Nov 30, 2004 19:55
The Austin Chronicles
November Twenty Fourth
The first couple of days we've been down here it's been totally shit weather all day. Just a constant downpour of gigantic rain drops against a grey sky. And it has not escaped my notice that i've felt real tired all the time. Yesterday it really was coming down all day, even when i woke up. And i remember waking up and immediately feeling exhausted. I sort of wanted to go right back to sleep, even though it was ten o'clock when i woke up.
But today was a polar opposite. It was beautiful. Blue skies without a single cloud to be found, sunny but still kind of cool, like a good Michigan autumn day. And i felt good. Really fucking good, man. I didn't feel tired at all and i was super comfortable all day and i laughed more and i talked more than probably the last two days put together. This is the first time i've noticed, i think, what extent the weather has on my mood. I really did feel kind of bummed out the past couple of days. I thought about things i shouldn't and really let them get to me. But today was so different. I regained a sense of levity that was missing. It's so strange that something as arbitrary as our air fronts can affect me as much as it does.

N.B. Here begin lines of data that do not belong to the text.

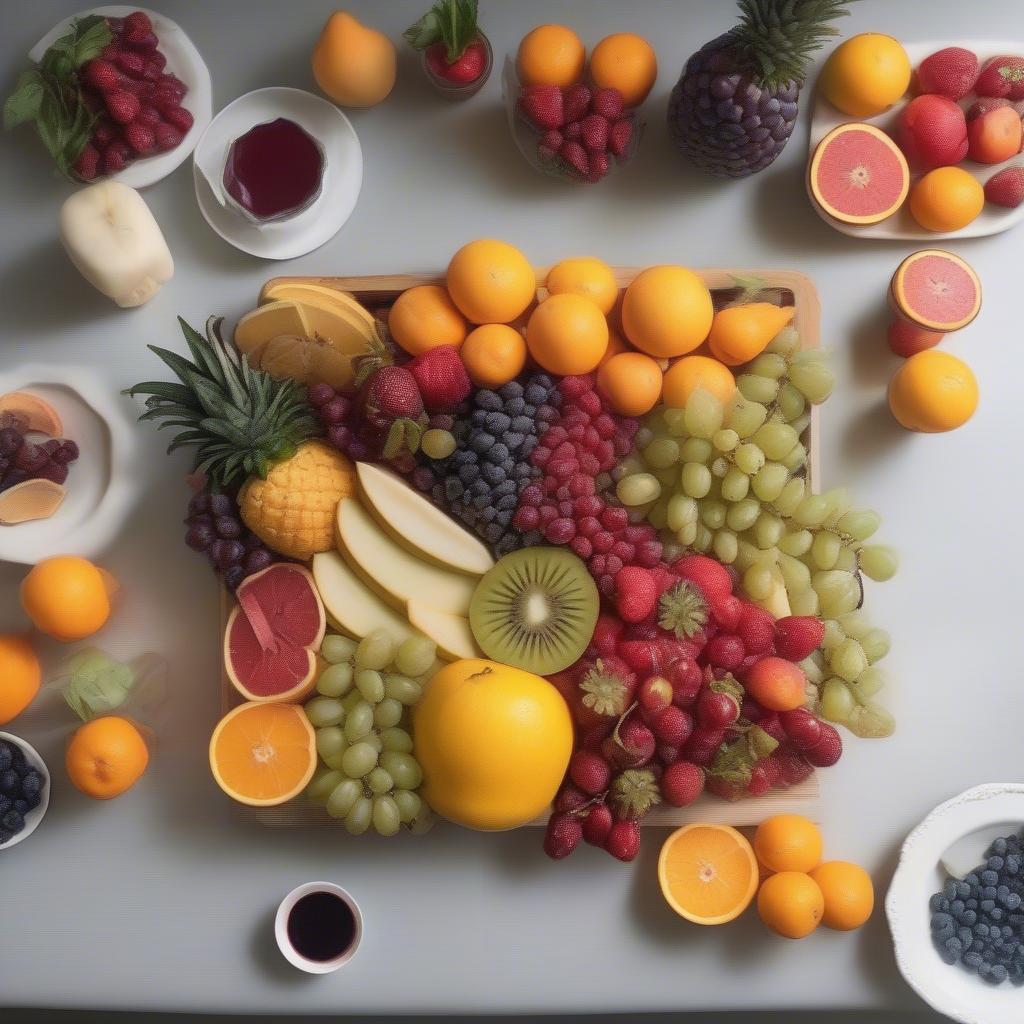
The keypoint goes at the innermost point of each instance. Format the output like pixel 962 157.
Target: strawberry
pixel 636 593
pixel 950 72
pixel 441 378
pixel 798 636
pixel 1001 76
pixel 543 105
pixel 1006 187
pixel 123 107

I've been talking a little to you guys back in Michigan and it seems like the general consensus is that things are kind of morbid back there. And i thought about it a little; about what other things can make a group of people (i.e. us) as melancholy as i know we get on occasion. It can't just be the weather; there's much uglier weather than the HMC's atmosphere. Of course the music came to mind again ("What came first- the music or the misery? Did I listen to music because I was miserable? Or was I miserable because I listened to music?") but i've been over that theory a hundred times and i'm pretty sure you can listen to The Smiths and still be happy.
And then i had this thought (and this is purely hypothetical, of course, i don't mean to suggest anything): what if we're bummed out because the rest of us are bummed out? We're all so close to each other, and even the people we're not close with are totally intertwined within us through connections with other people. We are a niche of about twenty or so people (who's counting?) that rely on each other and lean on each other and transcend each other. If one of us is depressed, it won't be long before someone else is, and if that someone else is, the next one is likely to be as well... and it keeps spreading like that until we are all feeling a similar thing.
It's great that we can be as close to each other as we are, of course, but if this theory is true, if emotions do spread amongst us, is there any hope for us? A group this large (even though, if you think about it, isn't that large) can never have everyone happy at the same time. It simply doesn't work like that. Teenagers and twenty-somethings are going to experience darkness, that's a natural occurrence that is inevitable to emotional growth, no matter what a Zoloft commercial will lead you to believe. But if someone is always going to be unhappy sometime, does that mean we'll all be unhappy most of the time?
I don't have a solution. It's just a thought; a stab in the psychological dark. But it's interesting to think about, i think. I wonder if someone has already done some work on this hypothesis. It seems more than reasonable; i should research this a bit.